This content is provided by Schrödinger and reflects their views, opinions, and insights.
The 3rd Food Innovation and Engineering (FOODIE) Conference took place virtually from November 4–6. The FOODIE Conference discussed emerging technologies for food production, analyzed strategies to connect industry and cuisine, and navigated methods to fit the consumer market.
Before the conference, I had the chance to chat with Jeffrey Sanders, a principal scientist at Schrödinger, which was a sponsor of the FOODIE conference. Below is my conversation with Sanders about Schrödinger and the role they play in food engineering.
Tell us about the role of Schrödinger in the food engineering landscape.
Schrödinger has been developing cutting-edge computational chemistry tools and helping food and beverage companies to drive research and development for over 30 years. We provide both software tools and training so our customers can develop new formulations, rationalize physicochemical behavior of their existing products, and accelerate the design process. Using simulation as a screening tool, our customers can help prioritize experiments, triage new molecules that may not work as expected, and use predictive models to understand food ingredient properties in real-time.
What interested you to become involved with the FOODIE Conference?

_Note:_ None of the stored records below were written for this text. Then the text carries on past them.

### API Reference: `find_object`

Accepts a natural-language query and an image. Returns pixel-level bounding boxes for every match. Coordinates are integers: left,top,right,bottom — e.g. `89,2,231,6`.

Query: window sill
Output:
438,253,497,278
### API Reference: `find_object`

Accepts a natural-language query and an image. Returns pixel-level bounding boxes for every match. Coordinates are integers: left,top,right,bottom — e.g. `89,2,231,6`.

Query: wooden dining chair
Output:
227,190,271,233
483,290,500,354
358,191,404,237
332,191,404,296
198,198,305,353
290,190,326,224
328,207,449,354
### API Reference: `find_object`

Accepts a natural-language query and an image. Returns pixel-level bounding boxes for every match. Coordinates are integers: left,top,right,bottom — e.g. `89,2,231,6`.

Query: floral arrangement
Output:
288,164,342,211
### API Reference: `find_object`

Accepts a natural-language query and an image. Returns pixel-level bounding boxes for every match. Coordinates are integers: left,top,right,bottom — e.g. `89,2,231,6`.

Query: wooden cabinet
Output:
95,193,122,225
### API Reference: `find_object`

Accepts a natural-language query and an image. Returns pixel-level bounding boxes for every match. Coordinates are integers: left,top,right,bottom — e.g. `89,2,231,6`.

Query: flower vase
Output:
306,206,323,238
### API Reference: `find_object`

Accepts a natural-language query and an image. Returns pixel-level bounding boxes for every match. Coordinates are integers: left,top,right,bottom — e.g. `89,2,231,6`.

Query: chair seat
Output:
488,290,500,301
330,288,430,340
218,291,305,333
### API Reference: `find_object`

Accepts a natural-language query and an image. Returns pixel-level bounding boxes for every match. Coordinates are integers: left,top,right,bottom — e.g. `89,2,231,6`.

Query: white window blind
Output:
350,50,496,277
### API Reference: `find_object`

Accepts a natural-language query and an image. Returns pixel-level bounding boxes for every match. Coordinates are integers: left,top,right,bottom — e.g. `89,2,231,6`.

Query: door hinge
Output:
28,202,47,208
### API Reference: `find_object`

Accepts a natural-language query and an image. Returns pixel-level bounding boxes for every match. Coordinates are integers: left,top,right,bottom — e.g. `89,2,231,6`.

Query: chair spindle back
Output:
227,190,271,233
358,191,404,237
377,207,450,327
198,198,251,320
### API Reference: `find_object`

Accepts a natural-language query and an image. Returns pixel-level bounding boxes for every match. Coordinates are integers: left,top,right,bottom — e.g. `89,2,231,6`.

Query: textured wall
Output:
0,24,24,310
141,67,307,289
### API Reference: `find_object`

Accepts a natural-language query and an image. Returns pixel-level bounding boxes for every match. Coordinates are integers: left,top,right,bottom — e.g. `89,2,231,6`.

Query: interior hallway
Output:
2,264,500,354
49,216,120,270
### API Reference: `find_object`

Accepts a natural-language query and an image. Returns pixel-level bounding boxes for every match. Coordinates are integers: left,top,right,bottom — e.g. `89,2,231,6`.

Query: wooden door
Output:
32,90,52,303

The first year I attended the FOODIE conference I was pleasantly surprised that not only was simulation front and center in many of the scientific sessions, but the predictions from these studies were being applied to the production process for many different types of food products. Most of the simulation studies in the food industry are often much higher time and length scales, lacking molecular details. As the push for multi-scale modeling in many industries is now happening, we thought it made perfect sense to attend FOODIE and see where we could potentially fill in the gaps.
What areas of food engineering do you believe have the most room for growth?
One area where we see room for growth is reducing or modifying existing product formulations due to ever-changing customer trends. While we don’t make any food products ourselves, we interact with our customers and help appreciate the challenges in reducing concentrations of important stabilizing agents without sacrificing processing or final product quality. Longer-term, a greater focus on innovation and simulation over renovation will play a major role in identifying new candidate formulations.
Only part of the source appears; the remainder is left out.